Le Dr Guillaume Langlois ne s'en cache pas: il trouve que les médecins sont trop payés. Au lieu de demander constamment des primes supplémentaires, il estime que les omnipraticiens devraient revendiquer des ressources afin de mieux soigner leurs patients et d'éviter l'épuisement professionnel.

«Quand j'en parle avec mes confrères, au moins un médecin sur deux me dit que, avoir su, il aurait fait un autre travail. Ce n'est pas normal de devoir pousser soi-même une civière ou de chercher une salle avec de l'équipement pour un malade. Mais c'est notre réalité. Et c'est sans compter les infirmières. Chaque fois que je fais un tour de garde aux urgences, des infirmières pleurent à cause des heures supplémentaires obligatoires ou du manque de personnel», déplore-t-il.

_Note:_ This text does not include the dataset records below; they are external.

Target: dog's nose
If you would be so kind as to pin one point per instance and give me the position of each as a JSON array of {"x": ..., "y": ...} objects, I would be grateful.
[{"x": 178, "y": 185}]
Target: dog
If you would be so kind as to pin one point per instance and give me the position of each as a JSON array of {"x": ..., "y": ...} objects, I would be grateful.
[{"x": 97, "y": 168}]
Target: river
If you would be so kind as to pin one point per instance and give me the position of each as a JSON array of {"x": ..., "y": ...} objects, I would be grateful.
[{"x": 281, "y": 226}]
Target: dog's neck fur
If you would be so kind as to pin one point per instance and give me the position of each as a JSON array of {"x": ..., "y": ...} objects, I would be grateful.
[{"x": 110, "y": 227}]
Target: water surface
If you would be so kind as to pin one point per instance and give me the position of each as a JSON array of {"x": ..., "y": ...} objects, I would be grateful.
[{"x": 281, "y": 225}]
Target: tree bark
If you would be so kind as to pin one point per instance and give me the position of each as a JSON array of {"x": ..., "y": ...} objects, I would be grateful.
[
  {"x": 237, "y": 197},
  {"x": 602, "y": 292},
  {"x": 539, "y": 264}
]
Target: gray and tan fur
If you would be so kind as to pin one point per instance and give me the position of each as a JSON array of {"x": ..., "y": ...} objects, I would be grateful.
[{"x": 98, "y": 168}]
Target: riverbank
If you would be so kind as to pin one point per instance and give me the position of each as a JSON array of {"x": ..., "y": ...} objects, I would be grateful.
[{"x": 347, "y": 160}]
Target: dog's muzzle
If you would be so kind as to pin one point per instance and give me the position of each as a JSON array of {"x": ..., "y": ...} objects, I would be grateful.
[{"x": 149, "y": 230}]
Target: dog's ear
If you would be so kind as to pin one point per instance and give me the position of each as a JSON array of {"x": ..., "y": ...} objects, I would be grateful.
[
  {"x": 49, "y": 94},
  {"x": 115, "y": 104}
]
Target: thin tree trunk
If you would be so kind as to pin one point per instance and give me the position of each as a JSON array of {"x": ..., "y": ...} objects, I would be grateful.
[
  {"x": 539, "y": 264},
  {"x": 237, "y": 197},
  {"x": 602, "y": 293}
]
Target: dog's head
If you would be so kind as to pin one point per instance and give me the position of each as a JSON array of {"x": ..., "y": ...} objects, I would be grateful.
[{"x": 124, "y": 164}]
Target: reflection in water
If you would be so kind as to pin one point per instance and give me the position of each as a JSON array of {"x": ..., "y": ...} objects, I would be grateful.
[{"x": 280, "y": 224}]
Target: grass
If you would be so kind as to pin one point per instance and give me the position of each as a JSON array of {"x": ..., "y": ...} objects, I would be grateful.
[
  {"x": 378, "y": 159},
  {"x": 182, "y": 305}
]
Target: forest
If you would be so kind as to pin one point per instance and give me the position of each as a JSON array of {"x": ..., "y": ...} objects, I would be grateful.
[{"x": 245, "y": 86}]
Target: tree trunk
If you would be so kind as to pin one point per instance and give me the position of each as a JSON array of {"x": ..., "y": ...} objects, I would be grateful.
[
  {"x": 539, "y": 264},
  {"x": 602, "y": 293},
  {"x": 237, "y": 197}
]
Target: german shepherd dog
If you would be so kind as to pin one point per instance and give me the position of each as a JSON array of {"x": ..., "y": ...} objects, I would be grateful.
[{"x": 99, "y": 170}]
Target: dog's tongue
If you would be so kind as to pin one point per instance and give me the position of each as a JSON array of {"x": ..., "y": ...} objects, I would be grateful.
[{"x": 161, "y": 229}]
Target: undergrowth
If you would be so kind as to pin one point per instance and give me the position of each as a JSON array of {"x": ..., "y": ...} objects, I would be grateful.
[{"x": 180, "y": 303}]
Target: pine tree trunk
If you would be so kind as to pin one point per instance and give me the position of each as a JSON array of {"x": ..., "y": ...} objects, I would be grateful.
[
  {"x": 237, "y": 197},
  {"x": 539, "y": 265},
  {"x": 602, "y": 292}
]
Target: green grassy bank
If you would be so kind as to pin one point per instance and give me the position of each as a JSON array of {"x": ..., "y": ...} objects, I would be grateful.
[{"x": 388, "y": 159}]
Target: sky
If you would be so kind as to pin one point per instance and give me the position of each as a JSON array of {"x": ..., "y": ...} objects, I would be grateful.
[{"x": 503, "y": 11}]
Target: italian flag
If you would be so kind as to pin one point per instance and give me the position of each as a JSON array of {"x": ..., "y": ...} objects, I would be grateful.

Un chat trône au beau milieu de la grande table de la salle à manger pendant que le Dr Guillaume Langlois explique que sa dernière fête d'Halloween a attiré 2000 personnes au village. Il s'attend à quelque chose d'encore plus gros pour Sainte-Gertrude, l'automne prochain. L'homme de 31 ans a refusé une clinique clés en main pour s'installer dans la région de Bécancour et devenir un médecin de village, il y a quatre ans. Son revenu a chuté de 20 à 30% depuis, mais la qualité de sa pratique n'a pas de prix, dit-il.

D'habitude, les médecins reçoivent leurs patients ou les professionnels de la santé dans leur cabinet. Pas lui. Il avait donné rendez-vous à La Presse chez lui, sur le terrain d'un ancien centre d'archerie médiévale, où les villageois peuvent se réunir pour des fêtes. Avant de faire visiter la coopérative, il a tenu à expliquer la différence entre sa pratique et celle des grandes villes comme Montréal, où il a étudié et travaillé.

«Dans les deux premières semaines qui ont suivi l'ouverture de la clinique au village, j'ai décelé une vingtaine de cancers. Ce n'était pas des cas d'urgence, mais des cas qui nécessitaient le suivi d'un médecin de famille. J'ai vu aussi beaucoup d'insuffisance cardiaque, des gens avec de l'eau sur les poumons, d'autres qui souffraient de dépression en silence. Ces gens-là, je les croise ensuite à l'épicerie, au dépanneur. Je connais le fils de l'homme à qui j'ai annoncé qu'il a un cancer. Je fais de l'équitation à l'écurie de l'un de mes patients. On ne peut pas soigner tout croche, ici, il y a une responsabilisation, une proximité.»

Un chemin de campagne mène à la coopérative de santé. Un bâtiment modeste, mais flambant neuf. Le Dr Langlois le regarde avec fierté comme s'il s'agissait du nouveau centre de recherche du CHUM, au centre-ville de Montréal. Il explique que la deuxième phase des travaux va bientôt commencer. Un agrandissement est prévu, qui permettra l'aménagement d'un centre de conditionnement physique, d'un local pour la physiothérapie et d'un autre consacré aux services du CLSC, telles les campagnes de vaccination.

La salle d'attente de la coopérative est spacieuse, très claire, mais aucun patient n'attend pour obtenir une consultation sans rendez-vous. «Je ne veux pas que les patients attendent comme des chiens à 4h du matin devant la porte de la clinique, dit-il. On a choisi d'appeler nos patients quand vient leur tour. C'est plus humain.»

Si la pratique de ce médecin de village semble idéale, elle se heurte cependant à des écueils. Quand le Dr Langlois a décidé de s'installer à Sainte-Gertrude, on a exigé qu'il fournisse 2 millions pour acheter la clinique. Évidemment, le jeune médecin tout juste sorti de l'Université de Montréal n'avait pas cette somme. Il a lancé un cri du coeur dans une lettre ouverte. Les villageois ont soudain retroussé leurs manches pour garder leur médecin, les élus municipaux aussi, de même que les entreprises du parc industriel.

La Ville de Bécancour a épaulé le Dr Guillaume Langlois en préparant le devis de construction. Un don de 100 000$ a été versé pour la première phase de la construction, et 88 000$ seront versés à l'automne pour la deuxième phase. «Le Dr Langlois est un de ces rares médecins qui ont vraiment à coeur leurs patients, explique le directeur général de la Ville, Gaston Bélanger. Nous étions tannés d'attendre après l'État. Mais il y a un piège là-dedans, parce que nous faisons le travail que le gouvernement devrait faire.»